After second period I walk out to the east side of the courtyard. Some other guys are sitting on the wooden picnic tables, and I go join them. I recognize one of them from lacrosse, and it looks like he knows me. Jim’s his name, I think. Jim Selic. He grins at me and hands me a cigarette. I take it with a lighter that has a picture of Derek Jeter. After a puff I get lightheaded, but with my Monday blues I don’t really care.
The September breeze is cool and the cigarette smoke drifts up lazily in the blue sky. Around me the other guys are laughing about some girl’s ass when the bell goes off in the distance. I head back to the school, stubbing my smoke on the brick wall of the school before dropping it in the Ashtray, a hole dug by all the potheads and smokers behind a bush where old cigarettes are hidden.

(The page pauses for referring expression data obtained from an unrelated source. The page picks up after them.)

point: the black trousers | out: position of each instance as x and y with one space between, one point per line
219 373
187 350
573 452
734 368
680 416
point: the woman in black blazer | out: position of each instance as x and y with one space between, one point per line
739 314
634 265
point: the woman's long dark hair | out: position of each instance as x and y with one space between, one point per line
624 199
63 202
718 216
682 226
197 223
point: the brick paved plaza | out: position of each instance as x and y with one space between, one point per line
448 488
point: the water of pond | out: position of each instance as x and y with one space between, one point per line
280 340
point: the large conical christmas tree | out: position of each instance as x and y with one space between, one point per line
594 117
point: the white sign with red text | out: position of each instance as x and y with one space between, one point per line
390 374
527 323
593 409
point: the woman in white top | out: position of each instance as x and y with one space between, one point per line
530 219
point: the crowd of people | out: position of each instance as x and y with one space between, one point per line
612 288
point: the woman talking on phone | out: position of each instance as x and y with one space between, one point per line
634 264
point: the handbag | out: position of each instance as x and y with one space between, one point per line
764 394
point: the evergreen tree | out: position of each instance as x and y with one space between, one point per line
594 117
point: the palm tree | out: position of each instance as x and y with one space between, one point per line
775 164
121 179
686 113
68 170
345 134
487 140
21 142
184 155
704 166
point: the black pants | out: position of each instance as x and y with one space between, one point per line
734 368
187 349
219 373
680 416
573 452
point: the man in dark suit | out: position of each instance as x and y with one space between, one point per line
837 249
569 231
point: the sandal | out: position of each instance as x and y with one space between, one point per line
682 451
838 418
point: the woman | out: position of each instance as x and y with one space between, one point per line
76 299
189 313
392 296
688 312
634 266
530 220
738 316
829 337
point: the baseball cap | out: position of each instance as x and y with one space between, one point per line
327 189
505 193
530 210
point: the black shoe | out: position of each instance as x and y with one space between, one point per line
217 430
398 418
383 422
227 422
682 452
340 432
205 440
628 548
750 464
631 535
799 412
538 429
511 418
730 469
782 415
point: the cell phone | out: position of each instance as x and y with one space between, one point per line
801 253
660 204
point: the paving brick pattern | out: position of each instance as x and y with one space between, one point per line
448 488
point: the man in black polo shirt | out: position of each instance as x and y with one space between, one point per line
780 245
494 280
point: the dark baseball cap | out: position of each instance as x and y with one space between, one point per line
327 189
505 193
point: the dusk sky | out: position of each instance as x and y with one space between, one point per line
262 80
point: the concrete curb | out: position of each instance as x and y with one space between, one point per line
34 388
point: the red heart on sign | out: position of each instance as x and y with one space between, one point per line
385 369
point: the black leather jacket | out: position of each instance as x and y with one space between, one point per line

In Pre-Calc some kids are finishing the project we were working on, so I ask to be excused and lock myself in the bathroom stall. I lean my head against the door and close my eyes.
She’s back.
Just like last night, crawling her way into my subconscious as I toss in my sweaty sheets. I don’t know why that she’s come back after so many years. A chill slides down my spine. I don’t believe in any supernatural crap. Maybe someones trying to tell me something, like you don’t deserve eight hours of sleep each night.


Whatever it is, no one should be haunted like this.